We operate FDB in AWS with EC2 instances and EBS for all storage. While we can scale out FDB many times by adding more EC2 instances, there are cases when we need to migrate all the data from 1 FDB cluster to another. We call this a “wiggle”. We wiggle for reasons like 1) the AWS instances have reached their EBS throughput limit and we upsize the instances, 2) the SQLite btree is too fragmented, etc. The wiggle is achieved by setting up a new cluster, starting with its processes excluded. And then including new servers’ processes and excluding old servers’ processes until all old servers’ processes are excluded.

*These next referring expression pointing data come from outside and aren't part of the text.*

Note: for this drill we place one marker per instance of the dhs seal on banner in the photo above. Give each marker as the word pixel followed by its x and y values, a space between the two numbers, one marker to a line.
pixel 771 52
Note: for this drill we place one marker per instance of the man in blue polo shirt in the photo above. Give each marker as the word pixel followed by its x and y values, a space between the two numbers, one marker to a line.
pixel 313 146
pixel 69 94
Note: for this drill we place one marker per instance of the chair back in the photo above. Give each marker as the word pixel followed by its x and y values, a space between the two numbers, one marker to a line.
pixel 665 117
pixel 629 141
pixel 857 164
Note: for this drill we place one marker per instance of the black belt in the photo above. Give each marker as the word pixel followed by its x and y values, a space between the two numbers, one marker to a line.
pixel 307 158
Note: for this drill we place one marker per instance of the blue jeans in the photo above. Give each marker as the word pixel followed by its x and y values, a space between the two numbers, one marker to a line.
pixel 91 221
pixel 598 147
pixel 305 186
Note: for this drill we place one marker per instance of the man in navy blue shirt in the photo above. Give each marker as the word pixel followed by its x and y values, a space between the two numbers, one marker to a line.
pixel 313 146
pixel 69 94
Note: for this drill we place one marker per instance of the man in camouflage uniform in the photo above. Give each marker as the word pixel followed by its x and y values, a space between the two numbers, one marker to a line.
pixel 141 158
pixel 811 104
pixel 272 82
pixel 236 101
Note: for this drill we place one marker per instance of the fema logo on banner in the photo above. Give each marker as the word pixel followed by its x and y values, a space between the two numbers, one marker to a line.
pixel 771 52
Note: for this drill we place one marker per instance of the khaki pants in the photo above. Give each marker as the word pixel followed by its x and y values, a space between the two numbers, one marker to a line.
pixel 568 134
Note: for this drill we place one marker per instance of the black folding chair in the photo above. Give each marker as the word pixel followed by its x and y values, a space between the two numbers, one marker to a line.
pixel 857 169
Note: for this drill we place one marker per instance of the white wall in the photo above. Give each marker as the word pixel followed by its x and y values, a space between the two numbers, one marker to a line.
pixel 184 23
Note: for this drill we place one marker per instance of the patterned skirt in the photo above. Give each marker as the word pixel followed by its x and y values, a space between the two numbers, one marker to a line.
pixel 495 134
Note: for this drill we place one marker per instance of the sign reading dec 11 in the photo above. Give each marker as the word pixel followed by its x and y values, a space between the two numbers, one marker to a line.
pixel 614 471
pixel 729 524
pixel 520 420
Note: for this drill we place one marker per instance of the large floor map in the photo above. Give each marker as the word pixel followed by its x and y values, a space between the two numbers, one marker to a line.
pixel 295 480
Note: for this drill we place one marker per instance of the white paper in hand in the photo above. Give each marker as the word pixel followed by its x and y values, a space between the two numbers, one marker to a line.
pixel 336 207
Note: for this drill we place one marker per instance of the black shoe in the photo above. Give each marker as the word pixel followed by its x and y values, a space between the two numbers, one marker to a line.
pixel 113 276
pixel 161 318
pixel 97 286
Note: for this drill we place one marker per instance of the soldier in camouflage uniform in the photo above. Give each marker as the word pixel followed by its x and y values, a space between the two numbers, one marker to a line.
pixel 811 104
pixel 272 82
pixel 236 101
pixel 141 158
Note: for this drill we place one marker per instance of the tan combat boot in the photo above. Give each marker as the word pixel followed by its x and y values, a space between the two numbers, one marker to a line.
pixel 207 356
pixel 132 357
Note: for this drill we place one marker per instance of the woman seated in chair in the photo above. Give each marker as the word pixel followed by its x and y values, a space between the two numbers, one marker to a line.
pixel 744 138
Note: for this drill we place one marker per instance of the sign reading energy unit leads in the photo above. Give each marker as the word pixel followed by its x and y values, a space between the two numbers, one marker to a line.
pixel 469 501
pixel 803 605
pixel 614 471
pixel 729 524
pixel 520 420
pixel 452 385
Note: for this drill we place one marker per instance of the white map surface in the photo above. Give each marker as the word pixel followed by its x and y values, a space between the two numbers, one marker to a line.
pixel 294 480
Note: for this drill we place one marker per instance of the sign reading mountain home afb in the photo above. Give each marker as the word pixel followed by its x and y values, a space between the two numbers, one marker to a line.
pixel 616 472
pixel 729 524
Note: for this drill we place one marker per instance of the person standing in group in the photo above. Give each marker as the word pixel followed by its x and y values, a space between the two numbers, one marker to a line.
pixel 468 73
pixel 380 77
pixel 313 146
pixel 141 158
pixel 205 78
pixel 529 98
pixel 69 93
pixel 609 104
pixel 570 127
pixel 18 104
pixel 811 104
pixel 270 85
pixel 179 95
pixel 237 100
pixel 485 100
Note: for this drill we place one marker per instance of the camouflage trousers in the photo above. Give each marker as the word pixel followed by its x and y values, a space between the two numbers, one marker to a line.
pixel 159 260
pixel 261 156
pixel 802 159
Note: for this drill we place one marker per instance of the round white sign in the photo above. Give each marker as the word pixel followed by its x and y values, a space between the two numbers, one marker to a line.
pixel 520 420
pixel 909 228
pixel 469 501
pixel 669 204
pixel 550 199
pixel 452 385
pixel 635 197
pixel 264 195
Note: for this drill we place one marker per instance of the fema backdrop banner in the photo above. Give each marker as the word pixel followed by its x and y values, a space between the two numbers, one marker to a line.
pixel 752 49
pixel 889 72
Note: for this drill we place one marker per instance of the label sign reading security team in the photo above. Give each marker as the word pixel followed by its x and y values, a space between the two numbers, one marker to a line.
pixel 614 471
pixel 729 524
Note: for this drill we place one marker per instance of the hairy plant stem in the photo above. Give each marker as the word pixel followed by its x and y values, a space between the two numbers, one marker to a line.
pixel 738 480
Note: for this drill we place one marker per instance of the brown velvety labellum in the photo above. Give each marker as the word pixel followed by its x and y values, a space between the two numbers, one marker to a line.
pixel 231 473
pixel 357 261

We currently have a cluster with 288 storage procs + other roles and say 1.5K clients connecting it (say 1/2 short lived monitoring and 1/2 persistent clients). This is the largest cluster we’ve built thus far. We started the wiggle over to a new cluster by adding a similar number of worker processes as excluded. As soon as we did that the cluster went down. We went through several recoveries and cluster coordinator re-elections. And we had to shutdown the new cluster processes in order to get the old cluster to recover successfully.
We suspect that the cluster controller was overloaded, and unable to heartbeat with the coordinators in a timely matter. And the coordinators nominated a new CC. This kept happening multiple times. We also saw the CC controller being trigger happy and finding a better master and killing the master with log messages of type BetterMasterExists. And then of course the controller itself got replaced.
- Have you seen similar issues with large clusters?
- There is clearly a limit with the number of workers a CC can handle. Adjusting timeout knobs can probably make this scale higher.
- Wiggles from one large cluster to another need different and more cumbersome steps.
Pl. can you share your experiences with large clusters? And how do you achieve migration to another larger cluster if you do that?